O homem de terno cinza encolheu-se ligeiramente diante da cacofonia repentina do mundo exterior. Seus olhos azuis arregalaram-se, perdendo o foco acolhedor e voltando a demonstrar o medo cru e a confusão paralisante diante de um cenário hiperestimulante que ele não conseguia processar. A lucidez efêmera, a cortesia social e a conexão profunda da conversa esvaíram-se na mesma velocidade em que a porta havia se aberto.

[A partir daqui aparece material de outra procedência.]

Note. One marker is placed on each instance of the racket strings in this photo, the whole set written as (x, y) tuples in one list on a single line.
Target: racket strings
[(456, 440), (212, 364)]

A mulher fechou os olhos por meio segundo. Respirou fundo, puxando para si todo o ar frio que o saguão do hospital podia oferecer. Com a mão pálida e trêmula, limpou rapidamente a única lágrima solitária que finalmente escapara de sua contenção. Ajeitou a alça da pesada bolsa de couro.

Virou-se então, de forma muito lenta e deliberada, para o senhor de barba branca e terno velho que permanecia petrificado no fundo do elevador, completamente perdido em meio aos fragmentos da própria existência esfacelada, incapaz de dar o primeiro passo em direção ao saguão sem que alguém lhe explicasse como ou por quê.

Ela encurtou a distância que os separava, estendeu a mão direita com firmeza e segurou os dedos trêmulos, confusos e ressecados dele com a ternura de quem abriga e protege o ser mais importante do universo.

— Vamos, pai — ela disse, conduzindo-o gentilmente para fora do abismo metálico. — Esse é o nosso andar. A consulta é logo ali.